Numpy Vectorization And Speedup

Question

I found was a small code snippet that used to be a double for loop and I managed to bring it to a single for loop with vectorization. Having dones this resulted in a drastic time improvement so I was wondering if it is possible to get rid of the second for loop here via vectorization as well and if it would improve the performance.

import numpy as np
from timeit import default_timer as timer
nlin, npix = 478, 480
bb = np.random.rand(nlin,npix)
slope = -8
fac = 4
offset= 0
barray = np.zeros([2,2259]);

timex = timer()
for y in range(nlin):
    for x in range(npix):
        ling=(np.ceil((x-y/slope)*fac)+1-offset).astype(np.int);
        barray[0,ling] +=1;
        barray[1,ling] +=bb[y,x];
newVar = np.copy(barray)
print(timer() - timex)

So the ling can be taken out of the loops by creating the following matrix

lingMat = (np.ceil((np.vstack(npixrange)-nlinrange/slope)*fac)+1-offset).astype(np.int);

which satisfies lingMat[x,y] = "ling in the for loop at x and y". And this gives a first step of the vectorization.

Answer 1

In terms of vectorization, you could potentially use something based on np.add.at:

def yaco_addat(bb,slope,fac,offset):
    barray = np.zeros((2,2259),dtype=np.float64)
    nlin_range = np.arange(nlin)
    npix_range = np.arange(npix)
    ling_mat = (np.ceil((npix_range-nlin_range[:,None]/slope)*fac)+1-offset).astype(np.int)  
    np.add.at(barray[0,:],ling_mat,1)
    np.add.at(barray[1,:],ling_mat,bb) 
    return barray

However, I would suggest you to optimize this directly with numba, using @jit decorator with option nopython=True, which gives you:

import numpy as np
from numba import jit

nlin, npix = 478, 480
bb = np.random.rand(nlin,npix)
slope = -8
fac = 4
offset= 0

def yaco_plain(bb,slope,fac,offset):
    barray = np.zeros((2,2259),dtype=np.float64)
    for y in range(nlin):
        for x in range(npix):
            ling=(np.ceil((x-y/slope)*fac)+1-offset).astype(np.int)
            barray[0,ling] += 1
            barray[1,ling] += bb[y,x]
    return barray

@jit(nopython=True)
def yaco_numba(bb,slope,fac,offset):
    barray = np.zeros((2,2259),dtype=np.float64)
    for y in range(nlin):
        for x in range(npix):
            ling = int((np.ceil((x-y/slope)*fac)+1-offset))
            barray[0,ling] += 1
            barray[1,ling] += bb[y,x]    
    return barray

Let's check the outputs

np.allclose(yaco_plain(bb,slope,fac,offset),yaco_addat(bb,slope,fac,offset))
>>> True
np.allclose(yaco_plain(bb,slope,fac,offset),yaco_jit(bb,slope,fac,offset))
>>> True

and now time these

%timeit yaco_plain(bb,slope,fac,offset)
>>> 648 ms ± 4.14 ms per loop (mean ± std. dev. of 7 runs, 1 loop each)

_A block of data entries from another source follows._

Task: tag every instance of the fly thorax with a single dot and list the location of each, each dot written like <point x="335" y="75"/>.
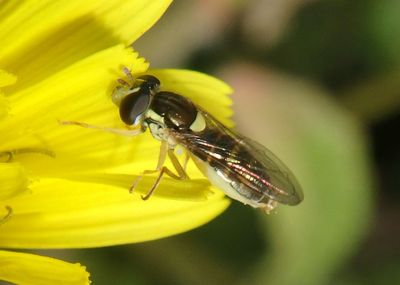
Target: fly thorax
<point x="179" y="113"/>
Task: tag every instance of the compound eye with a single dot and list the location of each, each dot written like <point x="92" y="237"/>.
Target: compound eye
<point x="149" y="82"/>
<point x="133" y="107"/>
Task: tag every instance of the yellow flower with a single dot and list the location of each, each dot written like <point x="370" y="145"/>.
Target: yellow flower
<point x="65" y="186"/>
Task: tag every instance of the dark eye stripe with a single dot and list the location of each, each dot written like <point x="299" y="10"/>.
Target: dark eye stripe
<point x="133" y="106"/>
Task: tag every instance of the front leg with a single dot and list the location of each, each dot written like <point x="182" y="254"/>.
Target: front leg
<point x="164" y="150"/>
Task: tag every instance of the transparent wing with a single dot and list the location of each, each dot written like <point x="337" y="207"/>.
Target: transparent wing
<point x="244" y="159"/>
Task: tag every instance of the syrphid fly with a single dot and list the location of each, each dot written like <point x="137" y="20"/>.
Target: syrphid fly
<point x="242" y="168"/>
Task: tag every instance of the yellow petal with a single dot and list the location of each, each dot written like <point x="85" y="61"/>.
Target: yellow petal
<point x="61" y="213"/>
<point x="82" y="92"/>
<point x="6" y="78"/>
<point x="206" y="91"/>
<point x="42" y="38"/>
<point x="24" y="268"/>
<point x="12" y="180"/>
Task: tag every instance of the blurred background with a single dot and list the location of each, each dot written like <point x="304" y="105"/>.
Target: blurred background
<point x="318" y="83"/>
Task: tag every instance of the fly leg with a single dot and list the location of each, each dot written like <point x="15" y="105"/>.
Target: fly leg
<point x="161" y="159"/>
<point x="164" y="150"/>
<point x="7" y="216"/>
<point x="10" y="154"/>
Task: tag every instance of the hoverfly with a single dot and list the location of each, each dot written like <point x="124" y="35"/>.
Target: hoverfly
<point x="242" y="168"/>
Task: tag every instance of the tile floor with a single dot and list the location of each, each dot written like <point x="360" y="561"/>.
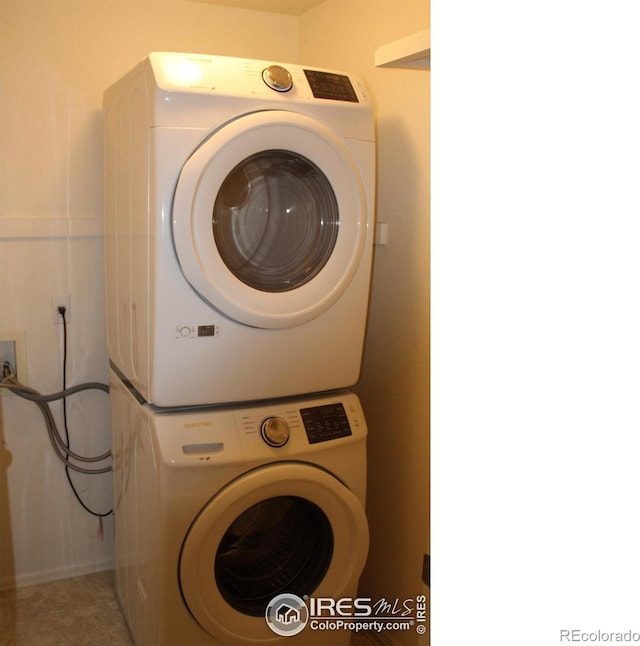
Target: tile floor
<point x="82" y="611"/>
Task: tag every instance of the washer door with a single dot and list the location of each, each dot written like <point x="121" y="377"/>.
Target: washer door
<point x="287" y="527"/>
<point x="269" y="219"/>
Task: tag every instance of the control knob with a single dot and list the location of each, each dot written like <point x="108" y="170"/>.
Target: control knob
<point x="275" y="431"/>
<point x="277" y="78"/>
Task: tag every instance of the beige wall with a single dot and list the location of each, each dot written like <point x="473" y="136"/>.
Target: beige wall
<point x="395" y="380"/>
<point x="56" y="59"/>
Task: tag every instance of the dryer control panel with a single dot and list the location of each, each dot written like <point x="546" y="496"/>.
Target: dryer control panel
<point x="327" y="422"/>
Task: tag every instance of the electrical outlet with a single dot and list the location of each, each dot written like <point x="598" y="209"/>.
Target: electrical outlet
<point x="58" y="301"/>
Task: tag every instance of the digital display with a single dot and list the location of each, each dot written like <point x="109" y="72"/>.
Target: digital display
<point x="327" y="422"/>
<point x="326" y="85"/>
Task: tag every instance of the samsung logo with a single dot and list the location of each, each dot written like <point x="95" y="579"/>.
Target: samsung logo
<point x="197" y="424"/>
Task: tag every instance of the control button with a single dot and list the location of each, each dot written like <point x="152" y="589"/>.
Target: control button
<point x="277" y="78"/>
<point x="275" y="431"/>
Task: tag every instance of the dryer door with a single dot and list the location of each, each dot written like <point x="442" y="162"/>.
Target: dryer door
<point x="269" y="219"/>
<point x="285" y="527"/>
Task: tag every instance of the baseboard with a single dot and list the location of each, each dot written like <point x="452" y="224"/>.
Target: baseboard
<point x="47" y="576"/>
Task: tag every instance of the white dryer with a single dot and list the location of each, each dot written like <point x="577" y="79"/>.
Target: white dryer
<point x="220" y="510"/>
<point x="239" y="211"/>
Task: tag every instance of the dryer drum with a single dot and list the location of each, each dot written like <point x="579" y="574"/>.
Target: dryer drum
<point x="275" y="220"/>
<point x="280" y="544"/>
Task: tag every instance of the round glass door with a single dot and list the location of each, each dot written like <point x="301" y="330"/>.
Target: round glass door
<point x="269" y="219"/>
<point x="275" y="220"/>
<point x="285" y="527"/>
<point x="282" y="544"/>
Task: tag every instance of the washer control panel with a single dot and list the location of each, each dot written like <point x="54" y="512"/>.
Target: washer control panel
<point x="327" y="422"/>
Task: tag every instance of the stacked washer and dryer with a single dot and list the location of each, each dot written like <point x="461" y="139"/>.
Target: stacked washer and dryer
<point x="239" y="222"/>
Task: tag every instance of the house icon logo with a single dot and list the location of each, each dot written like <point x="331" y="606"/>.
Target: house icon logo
<point x="287" y="615"/>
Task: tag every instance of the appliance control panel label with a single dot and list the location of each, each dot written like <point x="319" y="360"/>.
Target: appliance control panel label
<point x="327" y="422"/>
<point x="327" y="85"/>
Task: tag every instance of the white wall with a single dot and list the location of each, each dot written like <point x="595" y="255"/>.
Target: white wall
<point x="394" y="387"/>
<point x="56" y="59"/>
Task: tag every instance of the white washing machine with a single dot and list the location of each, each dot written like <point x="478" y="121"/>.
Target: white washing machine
<point x="218" y="510"/>
<point x="239" y="212"/>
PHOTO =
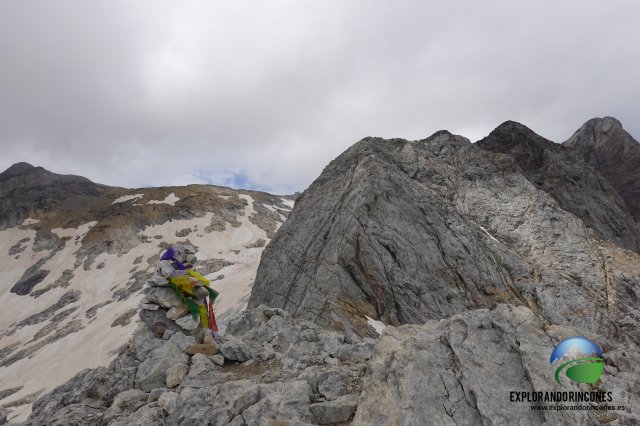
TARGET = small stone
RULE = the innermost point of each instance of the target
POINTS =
(235, 350)
(269, 312)
(202, 348)
(309, 335)
(159, 329)
(175, 374)
(168, 401)
(337, 411)
(177, 312)
(168, 333)
(217, 360)
(332, 361)
(199, 364)
(207, 338)
(187, 322)
(149, 306)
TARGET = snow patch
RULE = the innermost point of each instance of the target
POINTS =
(486, 232)
(170, 199)
(378, 326)
(127, 198)
(288, 203)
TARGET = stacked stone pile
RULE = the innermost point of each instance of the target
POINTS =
(266, 366)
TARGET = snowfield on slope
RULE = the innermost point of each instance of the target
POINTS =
(44, 343)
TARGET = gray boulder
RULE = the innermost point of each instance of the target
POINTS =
(235, 350)
(152, 373)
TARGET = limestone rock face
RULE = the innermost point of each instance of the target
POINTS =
(472, 262)
(462, 370)
(404, 232)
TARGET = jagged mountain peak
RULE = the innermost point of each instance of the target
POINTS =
(28, 175)
(606, 146)
(20, 168)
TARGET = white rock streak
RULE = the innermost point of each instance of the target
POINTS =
(170, 199)
(127, 198)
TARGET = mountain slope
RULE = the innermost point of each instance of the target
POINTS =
(73, 268)
(472, 260)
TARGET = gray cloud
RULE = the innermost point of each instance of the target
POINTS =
(265, 95)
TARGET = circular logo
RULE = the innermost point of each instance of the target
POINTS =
(579, 359)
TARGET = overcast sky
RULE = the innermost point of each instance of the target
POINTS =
(264, 94)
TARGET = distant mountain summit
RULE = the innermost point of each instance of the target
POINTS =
(75, 255)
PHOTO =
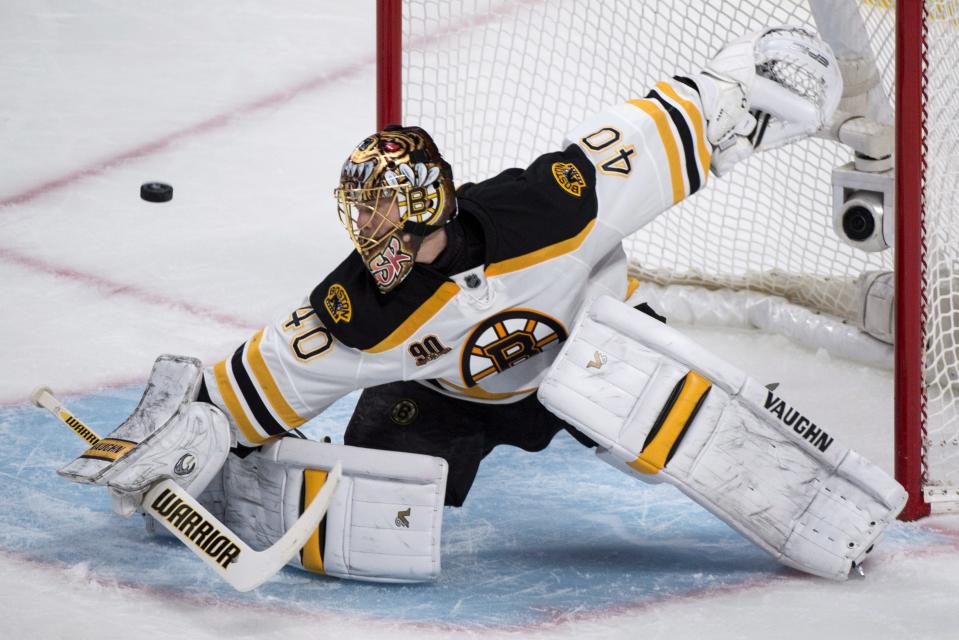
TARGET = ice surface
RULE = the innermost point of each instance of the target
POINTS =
(248, 109)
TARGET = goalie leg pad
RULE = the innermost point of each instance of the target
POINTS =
(664, 409)
(383, 525)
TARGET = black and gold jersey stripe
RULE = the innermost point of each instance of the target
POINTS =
(681, 130)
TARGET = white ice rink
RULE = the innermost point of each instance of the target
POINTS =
(248, 109)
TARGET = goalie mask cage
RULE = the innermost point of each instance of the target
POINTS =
(498, 83)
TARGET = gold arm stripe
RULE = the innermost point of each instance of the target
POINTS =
(418, 318)
(109, 449)
(540, 255)
(313, 481)
(234, 407)
(679, 413)
(697, 119)
(669, 145)
(631, 285)
(483, 394)
(268, 383)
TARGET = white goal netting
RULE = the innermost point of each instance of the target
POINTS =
(498, 83)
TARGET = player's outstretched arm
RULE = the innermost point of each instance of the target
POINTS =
(760, 91)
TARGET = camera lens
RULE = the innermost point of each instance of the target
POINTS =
(858, 223)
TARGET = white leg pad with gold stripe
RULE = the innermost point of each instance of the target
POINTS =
(664, 409)
(383, 525)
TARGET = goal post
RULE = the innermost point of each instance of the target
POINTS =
(498, 82)
(909, 408)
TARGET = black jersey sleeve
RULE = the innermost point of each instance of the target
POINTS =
(523, 210)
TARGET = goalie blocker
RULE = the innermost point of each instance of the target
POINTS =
(384, 518)
(383, 524)
(662, 408)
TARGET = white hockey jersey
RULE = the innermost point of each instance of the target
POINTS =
(553, 240)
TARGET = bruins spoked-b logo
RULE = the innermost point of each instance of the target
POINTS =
(506, 339)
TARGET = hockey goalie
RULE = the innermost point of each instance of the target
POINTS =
(500, 312)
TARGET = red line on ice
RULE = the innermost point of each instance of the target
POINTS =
(110, 288)
(206, 126)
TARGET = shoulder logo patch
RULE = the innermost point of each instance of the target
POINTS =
(338, 304)
(569, 178)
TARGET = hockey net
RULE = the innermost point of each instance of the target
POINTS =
(498, 83)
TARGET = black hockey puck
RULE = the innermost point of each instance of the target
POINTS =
(156, 192)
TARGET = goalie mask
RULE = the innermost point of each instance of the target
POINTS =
(395, 189)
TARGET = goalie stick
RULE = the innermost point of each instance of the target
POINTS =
(185, 518)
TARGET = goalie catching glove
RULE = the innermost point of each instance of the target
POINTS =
(767, 89)
(662, 408)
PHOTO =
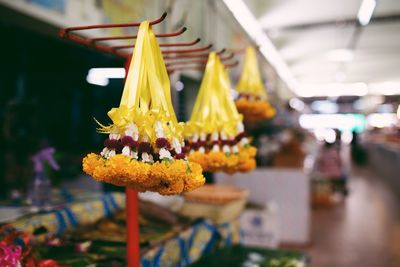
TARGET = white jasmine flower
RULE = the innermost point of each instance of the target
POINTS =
(165, 154)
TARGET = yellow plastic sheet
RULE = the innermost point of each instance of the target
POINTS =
(250, 80)
(214, 109)
(146, 97)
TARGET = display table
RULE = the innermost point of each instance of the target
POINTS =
(384, 158)
(75, 226)
(247, 256)
(289, 189)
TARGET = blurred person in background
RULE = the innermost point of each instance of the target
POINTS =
(329, 165)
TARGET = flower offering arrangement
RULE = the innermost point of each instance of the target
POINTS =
(252, 101)
(145, 148)
(215, 132)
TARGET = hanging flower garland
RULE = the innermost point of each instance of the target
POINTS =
(145, 148)
(215, 132)
(252, 101)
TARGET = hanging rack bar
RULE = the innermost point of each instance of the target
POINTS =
(205, 55)
(178, 62)
(187, 50)
(161, 45)
(199, 67)
(117, 25)
(127, 37)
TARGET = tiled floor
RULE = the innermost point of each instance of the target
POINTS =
(363, 231)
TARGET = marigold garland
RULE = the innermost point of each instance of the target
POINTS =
(145, 147)
(252, 101)
(165, 177)
(215, 132)
(255, 110)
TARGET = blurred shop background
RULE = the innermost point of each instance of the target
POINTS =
(328, 164)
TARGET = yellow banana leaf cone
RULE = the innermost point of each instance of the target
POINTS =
(145, 148)
(252, 101)
(215, 133)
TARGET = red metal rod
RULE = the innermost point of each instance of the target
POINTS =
(199, 67)
(132, 219)
(187, 50)
(132, 228)
(118, 25)
(186, 57)
(127, 37)
(103, 48)
(161, 45)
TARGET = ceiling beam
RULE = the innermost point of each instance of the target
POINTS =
(391, 18)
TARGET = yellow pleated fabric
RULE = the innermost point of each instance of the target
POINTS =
(250, 81)
(214, 109)
(146, 97)
(144, 150)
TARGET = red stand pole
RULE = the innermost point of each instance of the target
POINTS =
(132, 217)
(132, 228)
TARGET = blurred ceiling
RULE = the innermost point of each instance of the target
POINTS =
(307, 32)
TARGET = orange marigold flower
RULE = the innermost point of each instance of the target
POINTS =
(198, 158)
(90, 162)
(247, 165)
(216, 161)
(194, 179)
(139, 174)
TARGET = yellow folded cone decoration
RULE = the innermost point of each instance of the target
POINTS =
(215, 132)
(252, 101)
(144, 150)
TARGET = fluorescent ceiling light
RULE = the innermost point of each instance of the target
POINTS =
(332, 89)
(102, 76)
(366, 10)
(398, 112)
(384, 88)
(340, 55)
(381, 120)
(249, 23)
(325, 106)
(296, 104)
(343, 122)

%timeit yaco_addat(bb,slope,fac,offset)
>>> 27.2 ms ± 92.3 µs per loop (mean ± std. dev. of 7 runs, 10 loops each)

%timeit yaco_jit(bb,slope,fac,offset)
>>> 505 µs ± 995 ns per loop (mean ± std. dev. of 7 runs, 1000 loops each)

resulting in an optimized function that is way quicker than the initial 2 loops version and 53x faster than the np.add.at one. Hope this helps.